Monday, July 20, 2009

Gender-Based Persecution And Asylum



A piece in the Washington Post discusses the problem of women who seek asylum in the United States on the basis gender-based persecution in their home countries:

Rody Alvarado Peña, a victim of brutal domestic violence in her native Guatemala, sought refuge in the United States in 1995. An immigration court judge granted her asylum the next year, but almost 14 years later Rody remains in limbo. She is working in a convent in California and hoping that the Obama administration will finally resolve her case and take steps to protect women who flee their countries to escape certain death from gender-based violence.

The administration recently sent a positive signal about these types of cases, but it needs to do much more. The plight of Alvarado Peña -- an indisputably peaceful woman at risk for deportation -- underscores both the dysfunction in our immigration system and the fact that our nation's promise of mercy and refuge is still applied erratically, even capriciously.

Nobody disputes the facts of this case. At age 16, Alvarado Peña married a career soldier.

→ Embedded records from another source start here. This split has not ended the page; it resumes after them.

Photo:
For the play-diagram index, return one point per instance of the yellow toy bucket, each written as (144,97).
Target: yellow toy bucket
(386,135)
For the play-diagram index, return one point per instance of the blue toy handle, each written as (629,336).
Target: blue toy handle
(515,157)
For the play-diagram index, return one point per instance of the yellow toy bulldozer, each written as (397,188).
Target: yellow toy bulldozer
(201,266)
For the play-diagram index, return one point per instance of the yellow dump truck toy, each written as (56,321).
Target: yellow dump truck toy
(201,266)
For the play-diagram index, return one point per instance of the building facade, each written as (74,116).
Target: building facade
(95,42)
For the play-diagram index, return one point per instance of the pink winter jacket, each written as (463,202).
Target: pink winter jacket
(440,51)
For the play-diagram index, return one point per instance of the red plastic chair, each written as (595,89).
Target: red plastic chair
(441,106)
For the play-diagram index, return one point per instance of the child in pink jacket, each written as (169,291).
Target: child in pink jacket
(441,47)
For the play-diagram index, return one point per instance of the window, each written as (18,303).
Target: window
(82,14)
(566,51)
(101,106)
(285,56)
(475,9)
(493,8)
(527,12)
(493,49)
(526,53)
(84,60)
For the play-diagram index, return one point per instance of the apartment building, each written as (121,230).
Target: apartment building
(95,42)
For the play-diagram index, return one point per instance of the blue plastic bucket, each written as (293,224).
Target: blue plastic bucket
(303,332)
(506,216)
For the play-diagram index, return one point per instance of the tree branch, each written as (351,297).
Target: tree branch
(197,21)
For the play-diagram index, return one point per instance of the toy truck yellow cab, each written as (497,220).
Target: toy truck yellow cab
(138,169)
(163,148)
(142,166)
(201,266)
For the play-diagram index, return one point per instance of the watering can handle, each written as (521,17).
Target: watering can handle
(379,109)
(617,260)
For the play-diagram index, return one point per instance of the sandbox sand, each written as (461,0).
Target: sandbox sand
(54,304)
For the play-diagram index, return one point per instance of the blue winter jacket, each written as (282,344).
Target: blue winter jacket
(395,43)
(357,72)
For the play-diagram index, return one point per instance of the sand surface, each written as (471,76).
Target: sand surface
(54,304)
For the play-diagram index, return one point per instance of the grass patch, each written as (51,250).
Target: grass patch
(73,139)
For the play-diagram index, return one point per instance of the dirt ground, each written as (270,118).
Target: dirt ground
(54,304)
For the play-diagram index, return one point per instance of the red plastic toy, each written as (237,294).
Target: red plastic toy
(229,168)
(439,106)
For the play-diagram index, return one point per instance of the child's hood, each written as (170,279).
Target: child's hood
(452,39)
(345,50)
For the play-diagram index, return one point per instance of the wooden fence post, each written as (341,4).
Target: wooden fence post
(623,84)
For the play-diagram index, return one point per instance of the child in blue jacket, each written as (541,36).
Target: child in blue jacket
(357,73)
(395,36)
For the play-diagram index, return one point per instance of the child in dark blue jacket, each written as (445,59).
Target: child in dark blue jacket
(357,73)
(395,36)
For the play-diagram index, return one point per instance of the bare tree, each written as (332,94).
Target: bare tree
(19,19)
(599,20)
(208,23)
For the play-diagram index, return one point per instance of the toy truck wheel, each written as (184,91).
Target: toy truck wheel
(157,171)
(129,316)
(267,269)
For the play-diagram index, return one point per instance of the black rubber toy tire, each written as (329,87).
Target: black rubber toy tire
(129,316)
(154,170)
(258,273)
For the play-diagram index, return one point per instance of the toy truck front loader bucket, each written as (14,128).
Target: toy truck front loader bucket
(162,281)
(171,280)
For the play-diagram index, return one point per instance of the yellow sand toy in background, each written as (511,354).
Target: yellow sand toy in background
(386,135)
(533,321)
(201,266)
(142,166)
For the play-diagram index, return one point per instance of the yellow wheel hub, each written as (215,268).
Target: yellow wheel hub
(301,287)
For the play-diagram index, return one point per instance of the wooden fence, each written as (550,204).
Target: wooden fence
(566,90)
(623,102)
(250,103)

He raped and beat her with abandon, breaking mirrors over her head, causing a miscarriage by kicking her until she hemorrhaged and viciously beating her until she lost consciousness. With divorce impossible without her husband's consent, and no shelters or supports available, Alvarado Peña fled to the United States.

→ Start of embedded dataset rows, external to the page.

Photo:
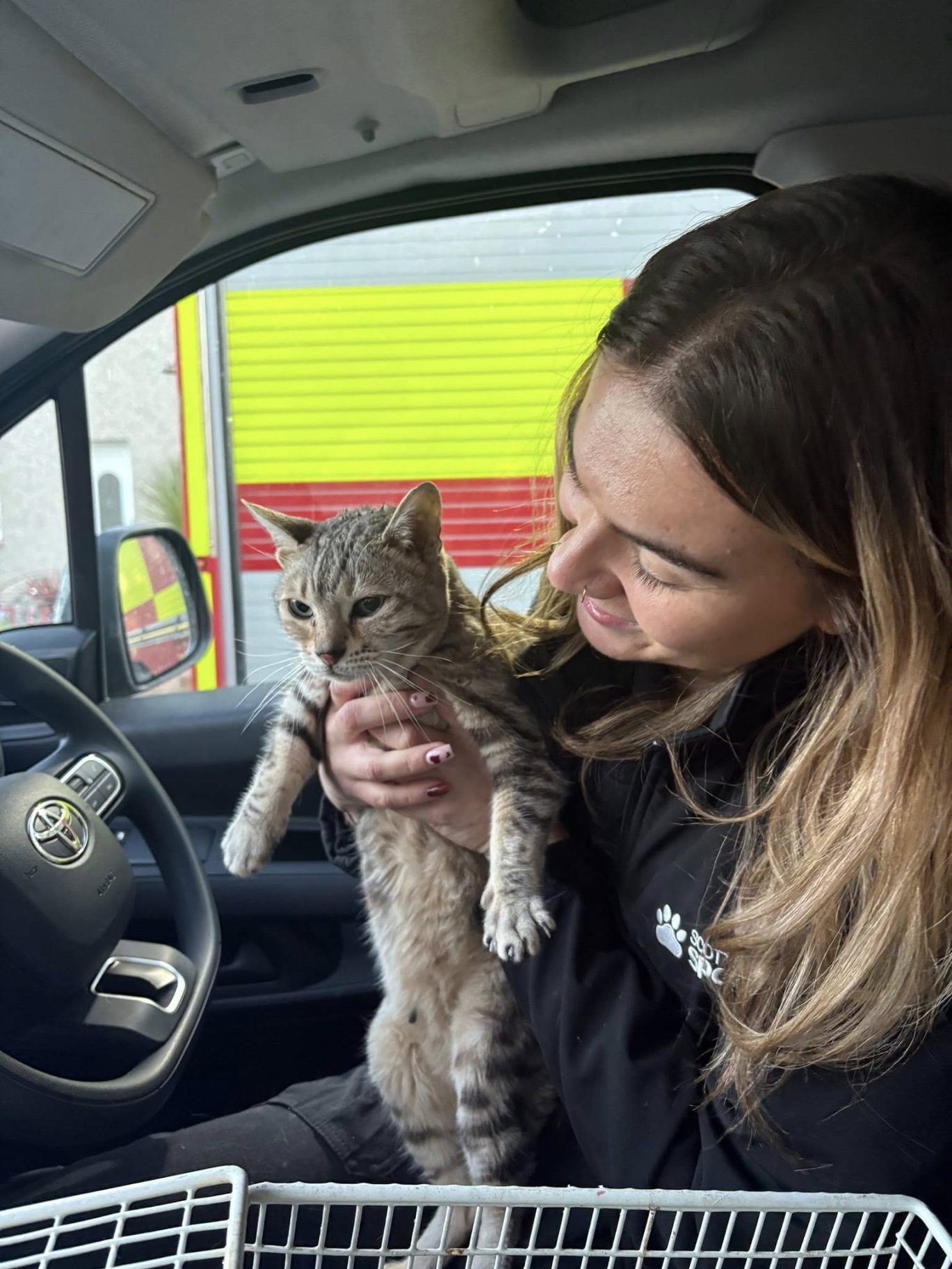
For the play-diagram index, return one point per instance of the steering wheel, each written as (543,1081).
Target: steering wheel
(94,1029)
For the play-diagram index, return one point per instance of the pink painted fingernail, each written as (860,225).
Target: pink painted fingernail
(442,754)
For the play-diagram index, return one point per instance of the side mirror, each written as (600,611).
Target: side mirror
(155,615)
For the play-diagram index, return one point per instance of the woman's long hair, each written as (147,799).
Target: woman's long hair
(800,348)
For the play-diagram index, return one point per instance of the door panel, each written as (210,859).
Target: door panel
(202,749)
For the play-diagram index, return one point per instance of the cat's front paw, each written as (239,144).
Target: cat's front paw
(513,928)
(245,848)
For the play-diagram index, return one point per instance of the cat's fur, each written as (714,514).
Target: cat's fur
(449,1050)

Initially, she was granted asylum, but because a dispute continues over whether gender-based persecution is a basis for asylum, the Immigration and Naturalization Service appealed the case. A few years later, the Board of Immigration Appeals, the nation's highest immigration court, denied her asylum. The judges did not dispute what had happened to Alvarado Peña, and they recognized her husband's violence as "deplorable." Still, they found no basis in law to grant Alvarado Peña asylum.

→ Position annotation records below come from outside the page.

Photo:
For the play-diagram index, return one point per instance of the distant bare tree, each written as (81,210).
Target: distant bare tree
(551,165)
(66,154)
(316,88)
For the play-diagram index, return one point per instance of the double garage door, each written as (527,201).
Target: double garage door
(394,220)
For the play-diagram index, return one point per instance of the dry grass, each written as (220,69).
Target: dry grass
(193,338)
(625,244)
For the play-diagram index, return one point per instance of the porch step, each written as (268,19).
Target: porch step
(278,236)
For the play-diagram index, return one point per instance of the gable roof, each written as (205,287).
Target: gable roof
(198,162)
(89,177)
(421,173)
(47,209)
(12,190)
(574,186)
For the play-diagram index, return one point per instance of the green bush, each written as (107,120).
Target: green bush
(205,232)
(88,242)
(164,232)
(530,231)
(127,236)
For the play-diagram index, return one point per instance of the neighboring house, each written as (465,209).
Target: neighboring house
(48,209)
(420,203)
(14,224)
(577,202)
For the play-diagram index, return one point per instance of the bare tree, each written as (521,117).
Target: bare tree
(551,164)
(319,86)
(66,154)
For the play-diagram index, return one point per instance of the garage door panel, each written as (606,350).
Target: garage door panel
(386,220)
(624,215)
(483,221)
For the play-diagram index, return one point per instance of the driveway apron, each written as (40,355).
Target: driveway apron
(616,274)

Read the whole article as they say. I'm skating on thin ice here (due to not knowing the field very well), but it's my impression that the problem is how persecution is defined. If it is by the government of a country then the law grants a reason for granting asylum. If it is something the home country of the woman just condones or tolerates in general (say, by having laws against wife-beating on the books but not enforcing them) then there is no basis for political asylum.

I may be wrong about this and welcome more information. And discussion, of course.